Soft Territories
Potted Plants as Aesthetic Interventions in Urban Space
DOI:
https://doi.org/10.48619/uxuc.v7i1.A1189Palavras-chave:
Urban Territory, Potted Plants, Spatial Production, Artistic Intervention, ThirdspaceResumo
This study explores the structure of urban territory as its central perspective to explore the micro-spatial interactions between urban territorial arrangements and potted plants in contemporary cities. In the contemporary urban context, territory is no longer merely a physical demarcation defined by ownership or planning; rather, it emerges as a spatial process constantly generated and negotiated through residents’ actions, perceptions, and aesthetic practices. As a flexible and small-scale green medium, potted plants have become an important interface connecting urban territorial configurations with individual aesthetic experience. Drawing on Henri Lefebvre’s theory of the production of space, this paper re-examines how potted plants—long regarded as decorative or private objects—can be reinterpreted as spatial and artistic interventions embedded in the socio-political structure of the city. These plants typically appear in transitional spaces between residential areas and urban boundaries, actively participating in Lefebvre’s spatial triad: representations of space (institutional and planning logic), representational spaces (the symbolic and perceptual dimensions of everyday life), and spatial practice (embodied actions of residents).
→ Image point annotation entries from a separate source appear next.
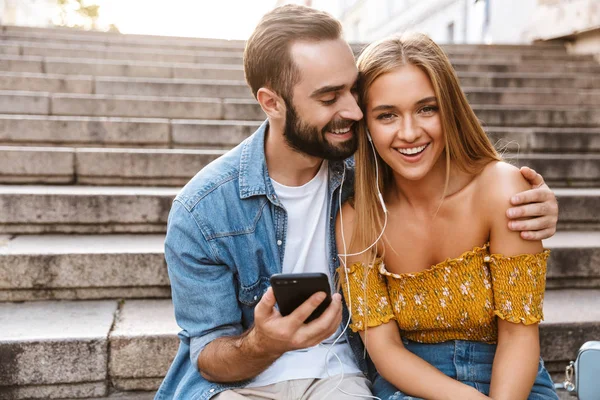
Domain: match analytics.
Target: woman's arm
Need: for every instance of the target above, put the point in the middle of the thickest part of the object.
(534, 211)
(408, 372)
(517, 355)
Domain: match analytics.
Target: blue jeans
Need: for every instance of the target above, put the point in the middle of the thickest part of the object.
(468, 362)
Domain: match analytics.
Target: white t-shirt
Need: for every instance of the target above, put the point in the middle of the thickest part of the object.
(306, 250)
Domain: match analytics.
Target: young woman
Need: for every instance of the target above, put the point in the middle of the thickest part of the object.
(449, 300)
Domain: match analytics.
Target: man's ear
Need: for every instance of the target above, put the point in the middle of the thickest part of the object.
(271, 103)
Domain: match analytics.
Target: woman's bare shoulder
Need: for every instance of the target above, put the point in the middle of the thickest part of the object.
(499, 181)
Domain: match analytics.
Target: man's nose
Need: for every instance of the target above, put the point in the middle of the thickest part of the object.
(351, 110)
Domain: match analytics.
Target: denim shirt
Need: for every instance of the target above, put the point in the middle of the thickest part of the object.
(226, 236)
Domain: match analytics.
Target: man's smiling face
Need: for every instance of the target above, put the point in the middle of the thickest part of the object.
(323, 108)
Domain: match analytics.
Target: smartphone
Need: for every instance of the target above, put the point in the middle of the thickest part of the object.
(291, 290)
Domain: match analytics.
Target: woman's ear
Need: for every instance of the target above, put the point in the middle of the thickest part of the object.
(271, 103)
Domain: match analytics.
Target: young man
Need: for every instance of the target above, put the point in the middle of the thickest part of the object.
(269, 206)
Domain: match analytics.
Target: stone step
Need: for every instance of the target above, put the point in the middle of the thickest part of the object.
(101, 67)
(104, 166)
(38, 130)
(42, 130)
(503, 66)
(578, 208)
(538, 116)
(172, 87)
(118, 53)
(110, 39)
(174, 167)
(26, 81)
(89, 209)
(115, 37)
(533, 96)
(139, 69)
(546, 140)
(485, 88)
(23, 102)
(574, 260)
(137, 38)
(25, 46)
(141, 338)
(84, 209)
(69, 267)
(562, 170)
(48, 267)
(44, 103)
(529, 80)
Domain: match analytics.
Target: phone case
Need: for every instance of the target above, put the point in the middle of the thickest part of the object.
(291, 290)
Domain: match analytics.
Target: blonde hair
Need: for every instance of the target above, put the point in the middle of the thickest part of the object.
(267, 59)
(466, 145)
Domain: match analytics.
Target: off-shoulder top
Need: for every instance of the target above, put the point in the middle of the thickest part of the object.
(457, 299)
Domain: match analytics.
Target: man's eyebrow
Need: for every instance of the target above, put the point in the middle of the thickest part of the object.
(383, 107)
(326, 89)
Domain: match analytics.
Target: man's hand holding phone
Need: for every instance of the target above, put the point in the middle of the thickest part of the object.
(276, 334)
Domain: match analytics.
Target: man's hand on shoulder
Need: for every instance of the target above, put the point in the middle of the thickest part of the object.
(534, 211)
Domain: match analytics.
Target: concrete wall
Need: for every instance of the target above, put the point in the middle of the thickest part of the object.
(446, 21)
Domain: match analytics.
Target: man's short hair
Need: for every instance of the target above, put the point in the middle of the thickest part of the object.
(267, 59)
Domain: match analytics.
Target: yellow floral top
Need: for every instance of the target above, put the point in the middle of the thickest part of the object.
(457, 299)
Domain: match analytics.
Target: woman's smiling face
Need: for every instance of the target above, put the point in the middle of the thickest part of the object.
(404, 121)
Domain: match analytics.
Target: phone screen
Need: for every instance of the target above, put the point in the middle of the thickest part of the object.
(291, 290)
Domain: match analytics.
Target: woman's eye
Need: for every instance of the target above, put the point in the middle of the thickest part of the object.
(330, 101)
(385, 117)
(428, 109)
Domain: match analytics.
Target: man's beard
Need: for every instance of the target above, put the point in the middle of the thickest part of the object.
(307, 139)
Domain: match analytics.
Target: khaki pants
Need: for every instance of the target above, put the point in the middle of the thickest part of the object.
(304, 389)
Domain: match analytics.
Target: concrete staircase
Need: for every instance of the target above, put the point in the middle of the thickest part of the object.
(97, 133)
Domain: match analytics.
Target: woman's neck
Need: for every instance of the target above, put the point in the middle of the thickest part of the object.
(427, 193)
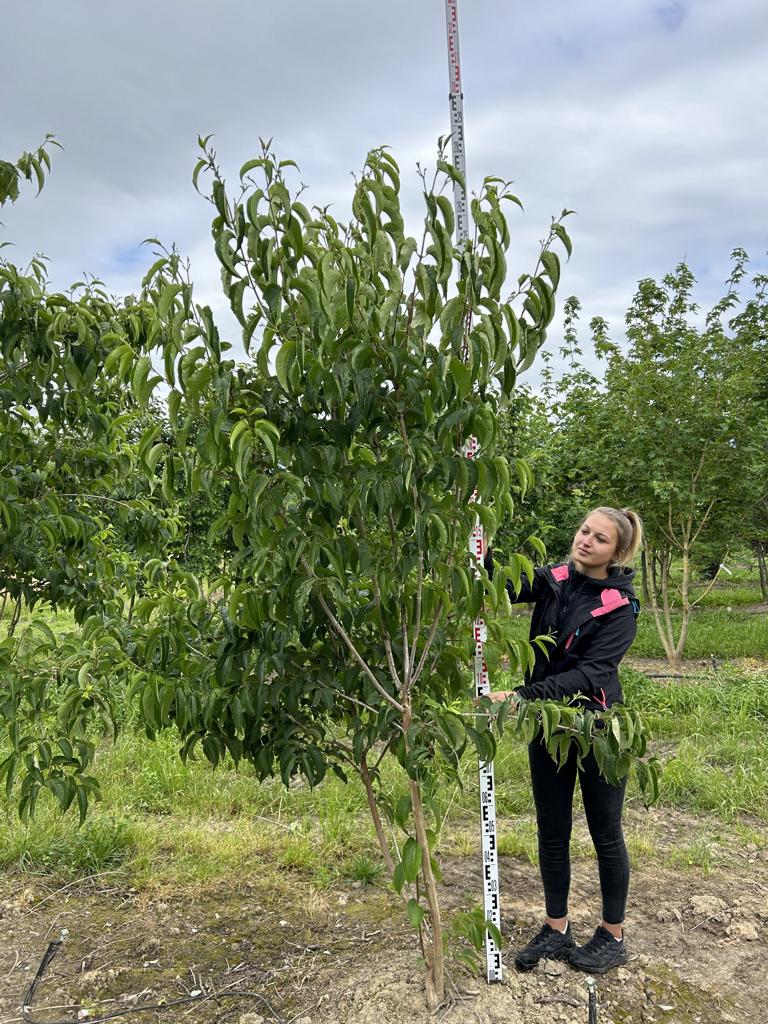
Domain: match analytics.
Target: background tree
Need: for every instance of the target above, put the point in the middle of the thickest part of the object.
(77, 517)
(344, 615)
(676, 429)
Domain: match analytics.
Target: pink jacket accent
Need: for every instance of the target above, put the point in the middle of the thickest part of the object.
(611, 599)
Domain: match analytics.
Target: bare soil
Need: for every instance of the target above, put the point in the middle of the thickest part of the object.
(698, 946)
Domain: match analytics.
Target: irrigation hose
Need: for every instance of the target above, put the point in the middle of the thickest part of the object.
(593, 1000)
(53, 948)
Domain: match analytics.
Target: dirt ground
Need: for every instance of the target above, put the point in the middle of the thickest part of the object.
(698, 947)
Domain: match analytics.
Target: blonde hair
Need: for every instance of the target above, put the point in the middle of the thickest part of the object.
(630, 530)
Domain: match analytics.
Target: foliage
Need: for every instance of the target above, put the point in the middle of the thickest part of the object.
(341, 620)
(616, 737)
(76, 515)
(29, 164)
(702, 388)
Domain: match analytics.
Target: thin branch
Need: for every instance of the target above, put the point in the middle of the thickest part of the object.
(427, 644)
(347, 640)
(419, 589)
(361, 704)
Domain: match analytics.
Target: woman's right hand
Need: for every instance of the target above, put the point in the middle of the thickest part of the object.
(498, 696)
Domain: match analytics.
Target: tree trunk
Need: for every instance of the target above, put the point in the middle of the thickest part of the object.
(684, 589)
(644, 576)
(433, 949)
(15, 615)
(668, 641)
(762, 568)
(374, 808)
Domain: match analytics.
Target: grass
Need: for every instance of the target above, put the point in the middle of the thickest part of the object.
(162, 822)
(712, 632)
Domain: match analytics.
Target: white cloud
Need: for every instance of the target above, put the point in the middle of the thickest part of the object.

Incorporating Edward Soja’s concept of “Thirdspace,” this study further argues that the hybridity, generativity, and sensory intervention embodied in potted plants constitute a form of “micro-politics” at the urban margins, reflecting both the re-appropriation of space and emotional identification with micro-territories. Although such practices are modest in scale, they inject warmth, individuality, and ecological imagination into the abstract and functionalist order of urban space, forming a non-institutional mode of spatial artistic engagement. This paper proposes viewing potted plants as perceptual interfaces and cultural media within the production of contemporary urban territories, offering a new perspective on the entanglement of ecology and subjectivity in urban spatial dynamics.